También preguntó quiénes eran los beneficiarios finales de las empresas contratistas que recibirán los pagos, pero no obtuvo respuesta.
Su colega Yamireliz Chong consultó sobre los costos de la comida para las cárceles y, en particular, puso el foco en Colón.
También preguntó por un contrato adicional con esa misma empresa, por $387 mil, para alimentos de la cárcel de Colón.
La ministra dijo que no tenía información sobre ese asunto, pero su asesor, Manuel Núñez, explicó que ese contrato directo se hizo en enero, mientras se formalizaba un nuevo contrato.
Su compañero Jhonathan Vega cuestionó el monopolio del consorcio que suministra los alimentos en Panamá y Colón. “Ya yo sé quiénes son los dueños”, dijo. No mencionó nombres.
En enero de este año, La Prensa reveló que en 2012 cuando se le otorgó el primer contrato, el consorcio estaba conformado por la empresa Iberoamericana de Alimentos y Servicios, S.A. (Ibeaser), con una participación del 40 %, y por Juan Carlos Almansa Latorre, ciudadano colombiano, con el 60 % restante.
Vega también preguntó por Ingeniera Hos S.A., la empresa que construyó el Centro Femenino de Rehabilitación La Esmeralda. La ministra explicó que ese fue un contrato heredado de la empresa IBT Group, que tenía a su cargo originalmente la construcción del centro.
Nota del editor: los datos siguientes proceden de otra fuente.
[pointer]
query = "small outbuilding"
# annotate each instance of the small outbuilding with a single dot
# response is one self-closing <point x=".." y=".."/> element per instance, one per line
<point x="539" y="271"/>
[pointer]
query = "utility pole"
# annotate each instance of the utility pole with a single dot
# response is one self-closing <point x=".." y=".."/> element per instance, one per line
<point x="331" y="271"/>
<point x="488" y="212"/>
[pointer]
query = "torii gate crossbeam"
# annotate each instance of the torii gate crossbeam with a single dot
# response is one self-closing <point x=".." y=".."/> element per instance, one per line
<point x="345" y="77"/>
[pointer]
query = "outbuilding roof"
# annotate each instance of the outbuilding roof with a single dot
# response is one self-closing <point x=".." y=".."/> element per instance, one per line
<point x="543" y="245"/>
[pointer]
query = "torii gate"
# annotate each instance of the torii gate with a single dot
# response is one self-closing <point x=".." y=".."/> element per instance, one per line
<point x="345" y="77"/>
Salazar cuestiona el plan nutricional
También intervino Jairo Bolota Salazar, del Partido Revolucionario Democrático (PRD), quien cuestionó a la empresa que suministra la alimentación en las cárceles de Panamá y Colón. El diputado calificó de “real porquería” las tres comidas diarias que reciben los privados de libertad.
Salazar también cuestionó el contenido nutricional de los alimentos y el costo del servicio. “¿$550 por tres golpes? Esto es asqueroso”, dijo.
¿Quién supervisa el plan nutricional? preguntó.
La lista de preguntas siguió. Luis Duke, Javier Sucre, Raphael Buchanan, entre otros, preguntaron sobre el sistema penitenciario, la fuga de La Joyita, entre otros temas.